As for the dynamic evolution, a study of 63 COVID-19 patients from Wuhan showed an increased range of GGO and consolidation in 3–14 days after onset of symptoms [17]. Pan et al identified a peak stage of 9–13 days for lung involvement after symptom onset in 21 patients [10], compared with 6–11 days from another study of 90 patients [9]. In our study, we used an AI algorithm to automatically and quantitatively measure the percentage of opacity volume in 484 patients, which is different from scoring system based on visual evaluation in previous studies [9, 10, 17]. We concluded a peak stage of 13–15 days for opacity volume after symptom onset in moderately ill patients—the large majority in this study. Notably, for severe/critically ill patients, this peak stage extended to beyond 15 days, while for mild/asymptomatic patients, the peak stage was just at the first 3 days after symptom onset. In severe/critically ill patients, different evolution patterns for GGO and consolidation were observed. There was a trend that GGO reduced continuously along with consolidation aggregation, suggesting a transformation of GGO to consolidation, during the course of disease. Varied patterns of imaging evolution are particularly useful in dynamically evaluating disease severity.
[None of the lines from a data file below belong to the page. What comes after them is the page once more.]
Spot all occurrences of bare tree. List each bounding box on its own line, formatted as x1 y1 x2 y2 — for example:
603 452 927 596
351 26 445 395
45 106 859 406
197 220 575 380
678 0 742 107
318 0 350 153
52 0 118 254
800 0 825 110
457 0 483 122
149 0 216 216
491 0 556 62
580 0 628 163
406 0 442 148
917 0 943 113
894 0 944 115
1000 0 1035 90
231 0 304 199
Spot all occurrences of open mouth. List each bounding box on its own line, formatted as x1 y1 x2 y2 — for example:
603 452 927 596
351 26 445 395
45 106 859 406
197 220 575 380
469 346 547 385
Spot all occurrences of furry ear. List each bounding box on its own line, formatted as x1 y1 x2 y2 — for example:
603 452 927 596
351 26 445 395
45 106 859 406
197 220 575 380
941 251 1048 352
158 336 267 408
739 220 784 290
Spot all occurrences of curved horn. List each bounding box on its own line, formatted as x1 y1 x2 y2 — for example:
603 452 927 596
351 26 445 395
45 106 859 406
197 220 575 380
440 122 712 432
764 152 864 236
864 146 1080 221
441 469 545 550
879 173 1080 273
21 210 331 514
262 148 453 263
AI has been developed fast in recent years and has already been used to distinguish pneumonia in COVID-19 from community-acquired pneumonia [23]. The preliminary results are promising, but it should be noted the pre-test probability of COVID-19 varied with cities as well as countries, and the positive predictive value of CT, even combined with AI, may low in areas with low pre-test probability [24]. It should be avoided to overstate the role of AI in the diagnosis of COVID-19. In this study, however, we did not use AI to diagnose COVID-19, but for pulmonary lobe segmentation, lesion extraction, and GGO/consolidation labeling, these techniques are relatively mature. And the accuracy was verified in the study.

Our retrospective study has several limitations. Firstly, prospective studies of CT examination and patterns of evolution should be undertaken and validated in more institutions. Secondly, the relatively small sample size of mild/asymptomatic cases resulted in relatively large variation in certain measurements. Consequently, although trends for some changes were observed, they did not reach statistical significance. Therefore, further studies that include more patients with asymptomatic/mild disease cases are required to strengthen the statistical power. Thirdly, opacity changes on CT were still progressing in the severe/critically ill patient group at the end of the study period (beyond day 15). Therefore, further studies are required to prolong the follow-up period to determine the potential break point for these patients. Finally, since CT findings were significantly different between the severity groups, we hypothesize that a combined CT score could be developed to classify disease severity, and predict disease outcome at an early stage. We plan to undertake this work in the near future.


In this multicenter study of patients with COVID-19, we have shown that pulmonary opacities vary in volume, density, and location, as well as the dynamic evolution, according to disease severity. Our findings provide insight into the nature of the disease and are potentially valuable in the evaluation and monitoring of the disease.